I've probably been here for about five years. There's just such a fun culture here. I know there's assholes everywhere you go, but here it seems like everyone's just trying to have a good time. Everyone here goes at their own easy-going pace and doesn't seem to face the same pressures you'd face back East or down south at younger ages. It's a perfect place to make a novel about a guy who loves to party and a girl who's trying to be the best person she can be. Even everything outdoors, I feel like that makes people strive to be better in some way -- but they also have fun while doing it.

Why did you decide to move to Denver in the first place?

Why do guys move anywhere? There are only two reasons: a job or a girl. It was a girl for me. I was on vacation up in Winter Park and met a girl. Birds were singing, trumpets were blaring, so I decided to move there. Eventually she moved away, but I stayed up there doing the ski bum thing for a while. But I don't regret it for a second. It's so nice to have four seasons now instead of ten months of summer and two of some weird winter thing like I had back in Florida. What did you do before you were a writer and how did you decide you wanted to become a writer?

I was an accountant and I always wanted to be a writer but I never had the motivation to do it. It was April about six years ago when Kurt Vonnegut died and I was online looking at all these message boards and watching TV and all everyone was talking about was Don Imus and his comments on the women's Rutgers basketball team. I was so pissed off that nobody was talking about him that I just grabbed my notebook and started to write. I wrote about thirty pages that night and I started thinking that I could actually write a book, that it was doable. And I haven't stopped since then.

So what is it about Vonnegut's writing that has influenced and captivated you the most?

It's so easy to read. It's just plain old English. He uses plain English to convey the most misunderstood things about life, like the atrocities of war or just getting up and going to work every day and how much of a struggle it is. He was the biggest inspiration for my writing because of just how easy he was to read.
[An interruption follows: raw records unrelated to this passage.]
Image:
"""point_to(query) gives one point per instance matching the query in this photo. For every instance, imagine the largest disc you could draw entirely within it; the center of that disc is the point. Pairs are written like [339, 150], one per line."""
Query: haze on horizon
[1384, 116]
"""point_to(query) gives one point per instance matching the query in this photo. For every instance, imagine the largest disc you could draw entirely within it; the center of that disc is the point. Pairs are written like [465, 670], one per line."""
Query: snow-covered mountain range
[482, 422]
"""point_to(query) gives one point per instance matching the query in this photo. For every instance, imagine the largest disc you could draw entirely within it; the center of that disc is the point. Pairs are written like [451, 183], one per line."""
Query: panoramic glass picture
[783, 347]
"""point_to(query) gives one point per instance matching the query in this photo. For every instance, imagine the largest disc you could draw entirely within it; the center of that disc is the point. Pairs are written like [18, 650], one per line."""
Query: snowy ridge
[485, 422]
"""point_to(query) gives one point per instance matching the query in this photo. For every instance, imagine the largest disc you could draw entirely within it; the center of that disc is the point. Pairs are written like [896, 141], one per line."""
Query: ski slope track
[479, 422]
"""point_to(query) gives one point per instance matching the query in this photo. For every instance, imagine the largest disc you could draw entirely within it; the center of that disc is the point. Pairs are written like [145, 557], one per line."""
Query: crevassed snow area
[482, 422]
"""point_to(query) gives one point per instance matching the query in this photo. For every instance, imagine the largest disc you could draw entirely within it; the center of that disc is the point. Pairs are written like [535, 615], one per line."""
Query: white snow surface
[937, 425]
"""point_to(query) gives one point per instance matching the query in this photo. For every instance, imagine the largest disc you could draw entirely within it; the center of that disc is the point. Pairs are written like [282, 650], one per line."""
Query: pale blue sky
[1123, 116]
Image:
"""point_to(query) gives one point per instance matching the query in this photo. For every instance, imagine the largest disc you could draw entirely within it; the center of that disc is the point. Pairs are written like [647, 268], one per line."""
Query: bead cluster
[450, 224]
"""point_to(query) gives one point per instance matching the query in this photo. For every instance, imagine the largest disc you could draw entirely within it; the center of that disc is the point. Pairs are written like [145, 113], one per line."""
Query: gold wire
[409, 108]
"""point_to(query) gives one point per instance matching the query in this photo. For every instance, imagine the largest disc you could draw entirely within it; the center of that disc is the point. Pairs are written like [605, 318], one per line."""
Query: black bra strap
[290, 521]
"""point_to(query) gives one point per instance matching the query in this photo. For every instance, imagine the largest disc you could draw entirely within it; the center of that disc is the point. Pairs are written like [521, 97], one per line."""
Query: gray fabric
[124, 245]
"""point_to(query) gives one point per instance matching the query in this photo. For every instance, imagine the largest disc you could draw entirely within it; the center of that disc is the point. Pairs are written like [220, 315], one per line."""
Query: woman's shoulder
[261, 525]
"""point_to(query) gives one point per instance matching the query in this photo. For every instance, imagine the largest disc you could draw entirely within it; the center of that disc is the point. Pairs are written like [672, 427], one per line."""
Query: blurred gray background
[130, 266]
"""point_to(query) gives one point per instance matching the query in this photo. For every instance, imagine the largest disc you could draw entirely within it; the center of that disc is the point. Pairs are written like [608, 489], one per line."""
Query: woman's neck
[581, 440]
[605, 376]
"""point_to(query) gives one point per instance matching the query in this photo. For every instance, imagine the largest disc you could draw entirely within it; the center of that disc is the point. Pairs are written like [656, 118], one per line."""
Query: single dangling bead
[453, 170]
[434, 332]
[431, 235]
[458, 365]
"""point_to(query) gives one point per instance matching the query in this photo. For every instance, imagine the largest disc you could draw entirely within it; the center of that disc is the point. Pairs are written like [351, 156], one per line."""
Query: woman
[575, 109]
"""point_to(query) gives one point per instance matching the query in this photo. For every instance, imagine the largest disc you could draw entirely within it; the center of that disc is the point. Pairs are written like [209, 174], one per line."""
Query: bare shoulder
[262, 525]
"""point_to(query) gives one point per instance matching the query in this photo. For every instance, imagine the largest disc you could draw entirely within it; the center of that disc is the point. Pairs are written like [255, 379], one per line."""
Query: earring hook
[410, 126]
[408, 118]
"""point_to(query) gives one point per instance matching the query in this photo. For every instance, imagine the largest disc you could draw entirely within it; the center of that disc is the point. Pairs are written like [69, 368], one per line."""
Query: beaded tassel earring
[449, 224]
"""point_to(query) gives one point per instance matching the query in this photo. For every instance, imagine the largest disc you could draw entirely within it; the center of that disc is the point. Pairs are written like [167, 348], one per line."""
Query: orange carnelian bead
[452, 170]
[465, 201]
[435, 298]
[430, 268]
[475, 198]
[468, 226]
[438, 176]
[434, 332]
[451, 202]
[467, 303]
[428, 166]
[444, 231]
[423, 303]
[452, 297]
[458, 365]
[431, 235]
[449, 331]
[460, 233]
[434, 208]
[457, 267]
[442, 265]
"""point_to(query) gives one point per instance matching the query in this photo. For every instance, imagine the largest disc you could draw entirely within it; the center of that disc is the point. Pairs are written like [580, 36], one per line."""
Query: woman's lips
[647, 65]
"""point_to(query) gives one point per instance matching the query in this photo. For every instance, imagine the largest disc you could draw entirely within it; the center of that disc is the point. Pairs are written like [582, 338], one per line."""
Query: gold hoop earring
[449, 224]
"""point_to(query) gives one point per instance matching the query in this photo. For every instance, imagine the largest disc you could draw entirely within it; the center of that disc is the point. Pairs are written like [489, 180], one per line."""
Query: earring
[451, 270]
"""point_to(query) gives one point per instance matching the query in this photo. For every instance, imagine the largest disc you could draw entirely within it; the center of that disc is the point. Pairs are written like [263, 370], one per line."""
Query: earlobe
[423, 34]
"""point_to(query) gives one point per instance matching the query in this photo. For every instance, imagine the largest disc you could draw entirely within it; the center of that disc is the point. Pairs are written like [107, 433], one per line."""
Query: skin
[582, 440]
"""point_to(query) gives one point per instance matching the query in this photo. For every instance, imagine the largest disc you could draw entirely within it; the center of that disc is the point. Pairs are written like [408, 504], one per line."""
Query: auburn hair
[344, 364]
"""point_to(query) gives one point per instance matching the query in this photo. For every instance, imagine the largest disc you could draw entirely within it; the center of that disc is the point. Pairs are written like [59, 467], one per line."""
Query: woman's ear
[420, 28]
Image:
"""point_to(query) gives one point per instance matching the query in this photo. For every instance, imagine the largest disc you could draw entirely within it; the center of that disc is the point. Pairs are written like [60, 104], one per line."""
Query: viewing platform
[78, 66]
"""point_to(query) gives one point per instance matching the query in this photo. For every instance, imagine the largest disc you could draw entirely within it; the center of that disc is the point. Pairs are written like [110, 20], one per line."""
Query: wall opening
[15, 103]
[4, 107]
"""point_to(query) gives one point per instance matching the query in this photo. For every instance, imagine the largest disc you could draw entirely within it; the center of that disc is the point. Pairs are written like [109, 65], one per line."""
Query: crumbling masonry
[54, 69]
I didn't want to be a writer who uses big words just to use big words, ya know?

Have you gotten a chance to try the Wynkoop's "Kurt's Mile High Malt" that's dedicated to Vonnegut?

No, I haven't. It was a limited edition and I wanted to get a chance to try it but I just never did.

Some of my favorite authors seem to have an unhealthy attraction to booze. I was reading your bio on Amazon and it said you spend a decent amount of time in bars. so I was wondering, what is it about writing and alcohol that makes them inseparable for some people?

[Laughs] Yeah, I'm at a bar right now, actually. But to be a writer, I think you have to be sort of fearless, which alcohol helps you with. It's a scary thing to be a writer. To write your thoughts down and have other people critique them is a pretty scary thing. When I'm at a bar writing I usually have about three to four drinks before I have to cut it off. My writing is usually decent at that point but after that it gets sloppy. But yeah, I'd say it has to do mostly with fear of some sort.

If you could give one piece of advice to aspiring novelists, what would it be?

Develop a routine. Whether it be one hour a day, one day a week -- just do it. After about a month it will start to become a routine and once you get that down, you'll be able to write a book no problem at all. It's just a matter of getting into the habit of doing it.